A data model can be of different types based on structure, shape, and properties. Some types of data models are the Hierarchical Model, Relational Model, Network Model, Entity-Relationship Model, and many more. For Power BI, we will be more focused on the Entity-Relationship Model.
Entity-Relationship Model (ER Model)
The entity is an object, subject, or event in a model. For Example, color, model & Type are entities that define the car. Thus Entity-Relationship model is the relation between multiple entities. In a table, Entities are the values (like Tesla, Sport, Red), whereas Entity Attributes are the characteristics and properties (like ID, Name, Type, Color). The ER Model is not complete without some important keys. These keys represent a special property. There are two types of keys: Primary keys and Foreign keys. in the two tables below. Id in table 1 is the primary key, and Car Id in the second table is the Foreign key.
Relationships between tables
A model relationship connects one column in a table to one column in a different table. in the example above, table one represents the main or core table and the second table is the models table. if we are creating a relationship between the two tables it would be one-to-one cardinality type which means both columns contain unique values. to understand relationships between tables we need to know the types of cardinality and what does cardinality means.
Cardinalities
Cardinality is a mathematical term. It translates into the number of elements in a set. In databases, cardinality refers to the relationships between the data in two database tables. Cardinality defines how many instances of one entity are related to instances of another entity. There is four type of cardinality options:
- One-to-many (1:*)
- Many-to-one (*:1)
- One-to-one (1:1)
- Many-to-many (*:*)
One-to-many (and many-to-one) cardinality
Basically, one-to-many and many-to-one cardinality options are the same. When configuring a one-to-many or many-to-one relationship, you will choose a unique ID in one of the tables and a duplicated ID’s in the second table and vice-versa. a good example of this cardinality type is a relationship between the student's table and the grades table ( one-to-many).
One-to-one cardinality
A one-to-one relationship means both columns contain unique values. For example, a relationship between students table where each student has a unique ID and contacts info. each student has only one contact information and address hence one-to-one.
Many-to-many cardinality
A many-to-many relationship means both columns can contain duplicate values. A typical example of a many-to-many relationship is one between students and classes. A student can register for many classes, and a class can include many students. So let’s say we have a Student table, which contains a record for each student, and a Class table, which contains a record for each class. A join table, Enrollments, create two one-to-many relationships — one between each of the two tables.
Now that we understood Relationships and Cardinalities. Let’s talk about the design principles of data.
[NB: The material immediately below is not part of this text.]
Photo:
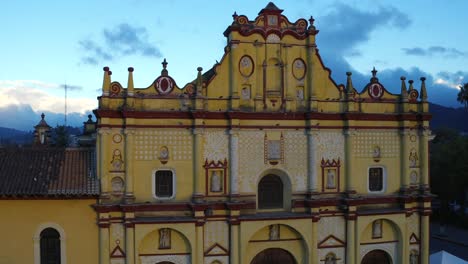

According to PowerBI documentation, it’s recommended to use Star schema when designing a data model that contains dimensions and fact tables. but what is a star schema approach?
Star schema
It’s a mature modeling approach widely used by relational data warehouses. It requires developers to categorize their model tables as either dimension or fact. Dimension tables describe business entities while Fact tables store observations or events.
You may ask how this would be relevant to Power BI modeling and why it’s important. Well simply because each Power BI report visual generates a query that is sent to the Power BI model. These queries are used to filter, group, and summarize model data. The perfect model, then, is the one that provides tables for filtering and grouping, and tables for summarizing.